Los trabajos comenzaron con la preparación del terreno para crear una plataforma que permita trabajar de manera segura alrededor del fósil. Se está utilizando una técnica conocida como "el bochón", que consiste en cubrir y levantar la pieza junto con el sedimento circundante para protegerla durante el traslado. Esta técnica es fundamental para asegurar que el fósil no se desarme, dado que es extremadamente delicado.
Se estima que la extracción tomará al menos dos días más.

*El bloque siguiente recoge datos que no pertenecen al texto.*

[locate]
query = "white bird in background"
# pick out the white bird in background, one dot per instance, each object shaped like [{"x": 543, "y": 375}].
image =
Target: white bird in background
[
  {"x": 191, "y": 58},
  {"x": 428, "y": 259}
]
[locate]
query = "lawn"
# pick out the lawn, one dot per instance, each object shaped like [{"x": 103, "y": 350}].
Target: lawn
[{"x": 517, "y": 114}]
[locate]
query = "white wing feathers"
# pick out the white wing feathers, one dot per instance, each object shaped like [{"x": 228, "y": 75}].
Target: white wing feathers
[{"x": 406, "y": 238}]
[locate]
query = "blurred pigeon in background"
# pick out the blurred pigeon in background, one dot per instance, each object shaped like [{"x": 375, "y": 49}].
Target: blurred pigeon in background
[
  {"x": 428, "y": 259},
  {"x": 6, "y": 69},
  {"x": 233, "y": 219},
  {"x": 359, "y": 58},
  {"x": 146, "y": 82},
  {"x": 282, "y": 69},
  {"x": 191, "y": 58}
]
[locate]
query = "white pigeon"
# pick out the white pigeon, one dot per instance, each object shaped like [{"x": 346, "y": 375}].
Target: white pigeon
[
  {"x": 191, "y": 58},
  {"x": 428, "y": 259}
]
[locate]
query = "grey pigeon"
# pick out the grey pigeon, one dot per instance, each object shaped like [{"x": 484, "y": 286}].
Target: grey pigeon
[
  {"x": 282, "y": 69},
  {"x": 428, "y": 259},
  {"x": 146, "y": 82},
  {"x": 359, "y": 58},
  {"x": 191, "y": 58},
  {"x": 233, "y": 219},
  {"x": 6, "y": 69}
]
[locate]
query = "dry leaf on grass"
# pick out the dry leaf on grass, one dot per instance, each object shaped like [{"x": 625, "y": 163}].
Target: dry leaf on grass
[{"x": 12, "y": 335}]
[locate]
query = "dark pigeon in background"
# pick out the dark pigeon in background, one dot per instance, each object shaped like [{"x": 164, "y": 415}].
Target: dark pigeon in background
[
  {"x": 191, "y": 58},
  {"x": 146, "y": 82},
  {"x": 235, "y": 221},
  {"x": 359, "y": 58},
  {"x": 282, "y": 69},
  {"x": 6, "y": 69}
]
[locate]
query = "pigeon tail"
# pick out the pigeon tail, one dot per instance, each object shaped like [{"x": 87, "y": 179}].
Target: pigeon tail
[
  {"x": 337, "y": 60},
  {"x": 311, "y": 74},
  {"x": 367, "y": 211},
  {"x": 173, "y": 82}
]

Aunque el equipo avanza a buen ritmo, los técnicos han señalado que el principal desafío es la solidificación de la envoltura de yeso y arpillera que protege al fósil. Las condiciones climáticas juegan un papel crucial en este proceso, ya que un mal fraguado podría complicar la extracción.
Con paciencia y cuidado, el equipo continúa desenterrando este tesoro, que no solo es un fósil, sino un testimonio de la fauna que habitó la región hace cientos de miles de años. Cada herramienta es utilizada con precisión, respetando el tiempo y la historia que emerge del suelo.